Preferably, the step of step one carbonization includes: protecting with nitrogen atmosphere during whole, heating rate is 2 DEG C/min, after 875~975 DEG C of insulations 2.5~3.5 hours, stop heating natural cooling, it is furthermore preferred that Carburizing temperature is 900 DEG C, and temperature retention time is 3 hours.
Preferably, step one hydrofluoric acid concentration is 15wt%.
Preferably, in step 2, ordered mesopore carbon ball is 1:1.5-2.5 with the mass ratio of elemental sulfur, it is furthermore preferred that Ordered mesopore carbon ball is 1:2 with the mass ratio of elemental sulfur.
Preferably, in step 2, in vacuum high-temperature heating process, heating rate is 5 DEG C/min, and holding temperature is 800~900 DEG C, temperature retention time is 6~8 hours, it is furthermore preferred that holding temperature is 850 DEG C, temperature retention time is 7 Hour.The preferred 40KPa-10Pa of vacuum.
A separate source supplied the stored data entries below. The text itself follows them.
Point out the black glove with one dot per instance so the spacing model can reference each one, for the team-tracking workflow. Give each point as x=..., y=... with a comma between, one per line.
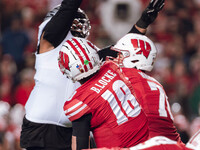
x=150, y=13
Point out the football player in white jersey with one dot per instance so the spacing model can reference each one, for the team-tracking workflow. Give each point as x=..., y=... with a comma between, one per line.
x=45, y=126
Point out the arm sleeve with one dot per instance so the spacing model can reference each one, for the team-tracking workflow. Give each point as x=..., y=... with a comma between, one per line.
x=81, y=129
x=103, y=53
x=57, y=28
x=107, y=52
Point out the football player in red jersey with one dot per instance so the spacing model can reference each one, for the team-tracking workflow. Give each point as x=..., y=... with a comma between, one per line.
x=105, y=103
x=163, y=143
x=137, y=56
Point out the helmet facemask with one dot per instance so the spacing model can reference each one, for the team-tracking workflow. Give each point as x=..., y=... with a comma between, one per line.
x=138, y=52
x=81, y=25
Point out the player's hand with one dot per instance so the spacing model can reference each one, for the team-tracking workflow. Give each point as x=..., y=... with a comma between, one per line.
x=150, y=13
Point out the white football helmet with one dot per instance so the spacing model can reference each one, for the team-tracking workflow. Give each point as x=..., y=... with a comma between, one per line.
x=78, y=59
x=138, y=51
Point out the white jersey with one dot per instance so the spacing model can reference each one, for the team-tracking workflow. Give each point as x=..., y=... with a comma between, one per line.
x=52, y=89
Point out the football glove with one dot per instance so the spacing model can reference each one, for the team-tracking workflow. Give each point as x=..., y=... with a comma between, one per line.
x=150, y=13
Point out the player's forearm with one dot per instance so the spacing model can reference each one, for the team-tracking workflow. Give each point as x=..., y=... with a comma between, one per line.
x=81, y=130
x=57, y=28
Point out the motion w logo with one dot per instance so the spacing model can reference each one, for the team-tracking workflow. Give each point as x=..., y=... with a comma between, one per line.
x=144, y=46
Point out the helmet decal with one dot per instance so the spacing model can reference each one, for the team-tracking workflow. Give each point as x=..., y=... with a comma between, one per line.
x=82, y=60
x=144, y=46
x=63, y=61
x=138, y=51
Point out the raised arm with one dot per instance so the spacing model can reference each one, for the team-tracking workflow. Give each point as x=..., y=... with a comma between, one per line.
x=148, y=16
x=57, y=28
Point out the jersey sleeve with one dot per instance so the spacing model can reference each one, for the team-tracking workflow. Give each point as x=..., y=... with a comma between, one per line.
x=75, y=109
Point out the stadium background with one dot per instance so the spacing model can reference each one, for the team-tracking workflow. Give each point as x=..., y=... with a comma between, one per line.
x=176, y=33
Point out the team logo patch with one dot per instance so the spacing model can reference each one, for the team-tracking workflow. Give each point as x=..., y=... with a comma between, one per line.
x=145, y=47
x=64, y=60
x=86, y=62
x=80, y=68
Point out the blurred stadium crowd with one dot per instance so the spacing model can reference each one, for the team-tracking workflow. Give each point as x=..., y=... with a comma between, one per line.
x=176, y=33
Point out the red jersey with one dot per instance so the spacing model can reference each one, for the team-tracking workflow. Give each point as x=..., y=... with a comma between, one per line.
x=117, y=118
x=160, y=143
x=153, y=100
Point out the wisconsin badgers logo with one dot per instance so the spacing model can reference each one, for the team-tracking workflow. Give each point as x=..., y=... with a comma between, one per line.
x=63, y=60
x=145, y=47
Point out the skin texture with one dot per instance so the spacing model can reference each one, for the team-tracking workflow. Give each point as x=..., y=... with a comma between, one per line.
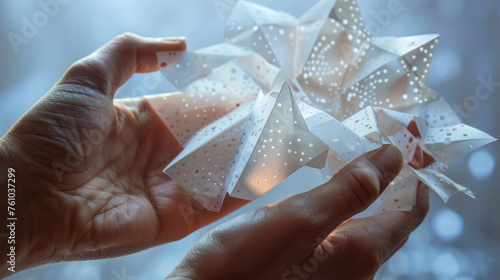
x=89, y=185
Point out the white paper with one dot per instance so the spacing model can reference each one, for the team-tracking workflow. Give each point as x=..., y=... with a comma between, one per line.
x=281, y=94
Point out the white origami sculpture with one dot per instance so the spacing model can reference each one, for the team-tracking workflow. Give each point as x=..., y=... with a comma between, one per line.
x=281, y=93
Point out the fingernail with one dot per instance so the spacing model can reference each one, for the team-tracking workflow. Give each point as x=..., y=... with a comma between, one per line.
x=388, y=160
x=172, y=39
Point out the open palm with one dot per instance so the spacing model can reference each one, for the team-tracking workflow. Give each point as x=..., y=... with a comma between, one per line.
x=92, y=185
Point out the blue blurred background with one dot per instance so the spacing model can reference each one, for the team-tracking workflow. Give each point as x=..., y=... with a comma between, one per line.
x=459, y=240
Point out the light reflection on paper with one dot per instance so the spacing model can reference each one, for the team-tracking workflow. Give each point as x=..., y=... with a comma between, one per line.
x=317, y=91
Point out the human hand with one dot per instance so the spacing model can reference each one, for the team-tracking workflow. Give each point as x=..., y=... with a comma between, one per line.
x=89, y=169
x=312, y=235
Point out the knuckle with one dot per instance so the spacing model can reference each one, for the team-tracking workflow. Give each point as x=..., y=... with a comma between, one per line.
x=90, y=73
x=300, y=215
x=127, y=37
x=361, y=189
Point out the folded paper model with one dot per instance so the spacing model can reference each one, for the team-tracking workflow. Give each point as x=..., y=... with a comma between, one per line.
x=280, y=94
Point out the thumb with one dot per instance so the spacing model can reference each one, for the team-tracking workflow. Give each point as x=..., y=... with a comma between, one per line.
x=287, y=232
x=114, y=63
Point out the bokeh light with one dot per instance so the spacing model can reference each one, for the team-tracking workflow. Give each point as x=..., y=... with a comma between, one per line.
x=481, y=164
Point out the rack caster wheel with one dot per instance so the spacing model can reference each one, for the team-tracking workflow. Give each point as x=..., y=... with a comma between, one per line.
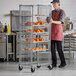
x=32, y=70
x=38, y=66
x=20, y=68
x=50, y=67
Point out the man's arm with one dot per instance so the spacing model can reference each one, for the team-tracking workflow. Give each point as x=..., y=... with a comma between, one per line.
x=61, y=18
x=55, y=22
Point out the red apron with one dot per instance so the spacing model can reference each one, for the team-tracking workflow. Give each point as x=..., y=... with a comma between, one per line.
x=56, y=29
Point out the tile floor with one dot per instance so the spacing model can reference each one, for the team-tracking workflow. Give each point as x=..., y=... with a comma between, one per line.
x=11, y=69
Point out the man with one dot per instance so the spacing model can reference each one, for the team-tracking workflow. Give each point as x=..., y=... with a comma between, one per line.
x=57, y=20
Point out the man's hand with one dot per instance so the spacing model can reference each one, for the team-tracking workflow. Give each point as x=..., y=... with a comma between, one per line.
x=51, y=20
x=55, y=22
x=38, y=18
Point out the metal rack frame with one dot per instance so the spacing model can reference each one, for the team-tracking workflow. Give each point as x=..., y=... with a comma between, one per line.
x=31, y=9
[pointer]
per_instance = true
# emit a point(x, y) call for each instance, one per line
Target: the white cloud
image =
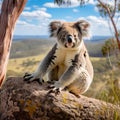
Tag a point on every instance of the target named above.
point(24, 28)
point(36, 14)
point(74, 3)
point(75, 10)
point(99, 26)
point(33, 22)
point(27, 8)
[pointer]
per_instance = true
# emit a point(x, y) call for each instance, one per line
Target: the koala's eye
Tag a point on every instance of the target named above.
point(74, 35)
point(64, 36)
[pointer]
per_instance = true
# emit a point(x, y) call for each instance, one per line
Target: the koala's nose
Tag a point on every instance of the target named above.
point(69, 38)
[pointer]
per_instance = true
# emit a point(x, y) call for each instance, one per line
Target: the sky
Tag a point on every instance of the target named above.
point(38, 14)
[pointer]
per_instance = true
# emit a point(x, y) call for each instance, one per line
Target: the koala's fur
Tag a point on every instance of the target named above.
point(68, 62)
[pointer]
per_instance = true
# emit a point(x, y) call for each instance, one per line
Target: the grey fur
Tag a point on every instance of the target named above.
point(68, 62)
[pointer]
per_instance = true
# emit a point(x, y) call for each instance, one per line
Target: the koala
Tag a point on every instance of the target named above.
point(67, 63)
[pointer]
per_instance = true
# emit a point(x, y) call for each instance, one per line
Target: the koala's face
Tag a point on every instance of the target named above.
point(69, 35)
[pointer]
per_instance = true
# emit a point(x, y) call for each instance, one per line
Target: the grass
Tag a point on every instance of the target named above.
point(18, 66)
point(106, 82)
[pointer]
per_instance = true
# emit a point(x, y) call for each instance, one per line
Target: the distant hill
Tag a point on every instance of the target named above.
point(24, 46)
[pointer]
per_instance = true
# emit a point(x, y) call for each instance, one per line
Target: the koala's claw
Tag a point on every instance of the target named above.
point(30, 77)
point(54, 90)
point(27, 77)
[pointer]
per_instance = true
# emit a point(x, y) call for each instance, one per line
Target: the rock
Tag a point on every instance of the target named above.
point(22, 101)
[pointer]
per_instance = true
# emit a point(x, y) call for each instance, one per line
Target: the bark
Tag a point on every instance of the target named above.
point(10, 11)
point(22, 101)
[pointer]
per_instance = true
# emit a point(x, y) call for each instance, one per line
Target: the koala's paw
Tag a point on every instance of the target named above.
point(55, 89)
point(32, 77)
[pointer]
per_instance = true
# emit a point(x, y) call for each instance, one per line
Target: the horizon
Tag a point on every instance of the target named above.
point(37, 15)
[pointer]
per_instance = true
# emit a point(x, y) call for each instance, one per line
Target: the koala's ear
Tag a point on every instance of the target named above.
point(54, 27)
point(83, 28)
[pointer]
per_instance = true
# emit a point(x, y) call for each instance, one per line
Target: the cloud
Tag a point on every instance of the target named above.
point(74, 3)
point(27, 8)
point(24, 28)
point(99, 25)
point(36, 14)
point(75, 10)
point(33, 22)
Preferably, in step 3, aqueous solution of cationic surfactant active cationic surfactant concentration is 0.4wt%.
Preferably, cationic surfactant used is cetyl trimethylammonium bromide.
Preferably, reducing agent used is L-AA.
Preferably, in step 3,300 DEG C of process times of dried product are 2 hours.
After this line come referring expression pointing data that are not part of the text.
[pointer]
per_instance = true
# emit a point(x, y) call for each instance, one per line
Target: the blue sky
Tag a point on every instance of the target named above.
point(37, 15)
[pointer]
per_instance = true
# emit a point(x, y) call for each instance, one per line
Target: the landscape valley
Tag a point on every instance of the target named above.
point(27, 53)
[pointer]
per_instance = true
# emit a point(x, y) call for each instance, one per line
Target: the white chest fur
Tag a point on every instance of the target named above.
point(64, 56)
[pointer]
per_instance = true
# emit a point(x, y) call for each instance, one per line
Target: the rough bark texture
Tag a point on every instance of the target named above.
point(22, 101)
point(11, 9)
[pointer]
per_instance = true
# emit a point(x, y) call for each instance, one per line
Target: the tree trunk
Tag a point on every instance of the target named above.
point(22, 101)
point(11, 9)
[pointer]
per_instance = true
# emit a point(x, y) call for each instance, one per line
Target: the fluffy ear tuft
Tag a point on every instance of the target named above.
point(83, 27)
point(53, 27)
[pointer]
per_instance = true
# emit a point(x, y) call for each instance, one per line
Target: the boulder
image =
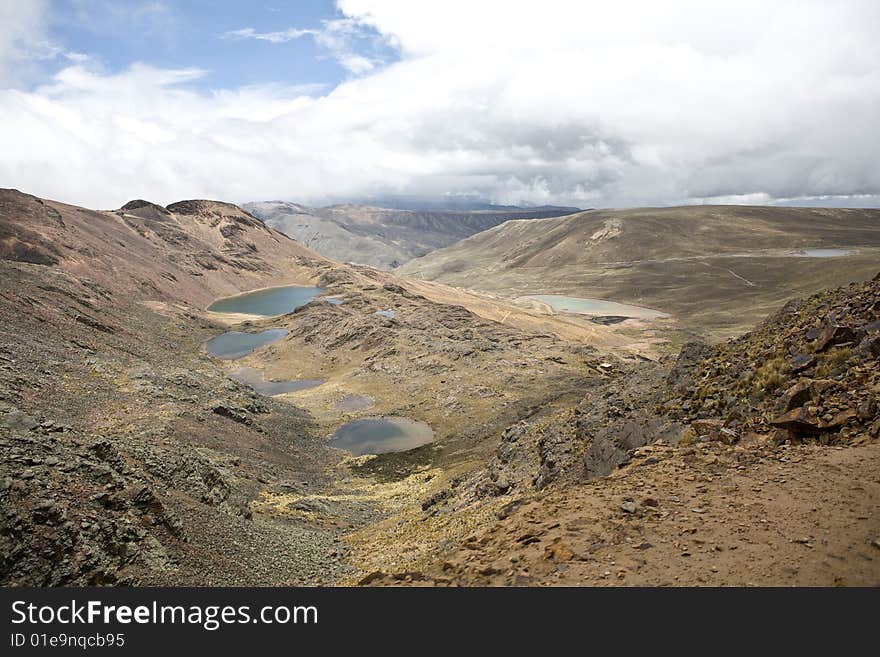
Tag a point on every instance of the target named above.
point(832, 334)
point(798, 421)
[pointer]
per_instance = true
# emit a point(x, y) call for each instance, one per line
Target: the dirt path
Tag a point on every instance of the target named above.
point(714, 515)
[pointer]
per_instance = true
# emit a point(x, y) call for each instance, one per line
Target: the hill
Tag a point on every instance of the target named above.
point(716, 269)
point(128, 455)
point(384, 237)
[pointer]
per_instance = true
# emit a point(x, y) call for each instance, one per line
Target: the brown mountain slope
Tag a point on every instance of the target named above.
point(128, 456)
point(751, 462)
point(717, 269)
point(384, 237)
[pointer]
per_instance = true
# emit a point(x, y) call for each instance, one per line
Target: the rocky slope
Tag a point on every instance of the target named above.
point(128, 456)
point(383, 237)
point(717, 269)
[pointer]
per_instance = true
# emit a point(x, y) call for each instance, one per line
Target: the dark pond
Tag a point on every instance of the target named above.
point(255, 378)
point(267, 303)
point(379, 435)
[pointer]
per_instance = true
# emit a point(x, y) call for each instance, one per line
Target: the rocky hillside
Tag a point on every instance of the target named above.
point(384, 237)
point(717, 269)
point(127, 456)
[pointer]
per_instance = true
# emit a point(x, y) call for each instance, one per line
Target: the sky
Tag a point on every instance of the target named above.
point(591, 104)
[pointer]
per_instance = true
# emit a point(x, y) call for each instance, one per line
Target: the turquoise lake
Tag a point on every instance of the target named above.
point(582, 306)
point(267, 303)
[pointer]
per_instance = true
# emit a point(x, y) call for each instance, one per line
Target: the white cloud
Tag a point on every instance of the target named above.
point(592, 103)
point(341, 37)
point(272, 37)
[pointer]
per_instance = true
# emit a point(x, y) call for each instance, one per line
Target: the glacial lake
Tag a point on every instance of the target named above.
point(354, 403)
point(380, 435)
point(267, 303)
point(234, 344)
point(581, 306)
point(254, 377)
point(823, 253)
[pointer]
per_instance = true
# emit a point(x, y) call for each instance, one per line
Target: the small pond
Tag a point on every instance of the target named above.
point(234, 344)
point(580, 306)
point(379, 435)
point(823, 253)
point(267, 303)
point(255, 378)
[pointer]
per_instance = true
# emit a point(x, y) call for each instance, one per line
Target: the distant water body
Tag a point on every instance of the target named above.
point(582, 306)
point(380, 435)
point(234, 344)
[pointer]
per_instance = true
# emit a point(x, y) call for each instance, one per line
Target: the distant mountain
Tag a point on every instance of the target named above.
point(386, 237)
point(719, 269)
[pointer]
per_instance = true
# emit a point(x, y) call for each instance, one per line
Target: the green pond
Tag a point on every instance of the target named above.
point(234, 344)
point(253, 377)
point(582, 306)
point(380, 435)
point(354, 403)
point(267, 303)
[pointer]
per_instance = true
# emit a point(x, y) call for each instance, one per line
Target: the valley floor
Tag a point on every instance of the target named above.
point(707, 516)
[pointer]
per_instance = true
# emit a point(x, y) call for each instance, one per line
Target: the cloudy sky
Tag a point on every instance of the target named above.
point(595, 104)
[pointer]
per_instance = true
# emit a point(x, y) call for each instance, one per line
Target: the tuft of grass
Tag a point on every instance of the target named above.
point(832, 361)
As it is shown in figure 1, elemental sulfur is entered by heating in vacuum and forms embedding sulfur in the duct of spherical ordered mesoporous carbon and have Sequence mesoporous carbon spheres, then makes embedding sulfur ordered mesopore carbon ball surface positively charged with cationic surfactant, makes embedding sulfur Ordered mesopore carbon ball and electronegative graphene oxide self assembly, obtain graphene coated after redox graphene Embedding sulfur ordered mesopore carbon ball lithium sulfur battery anode material.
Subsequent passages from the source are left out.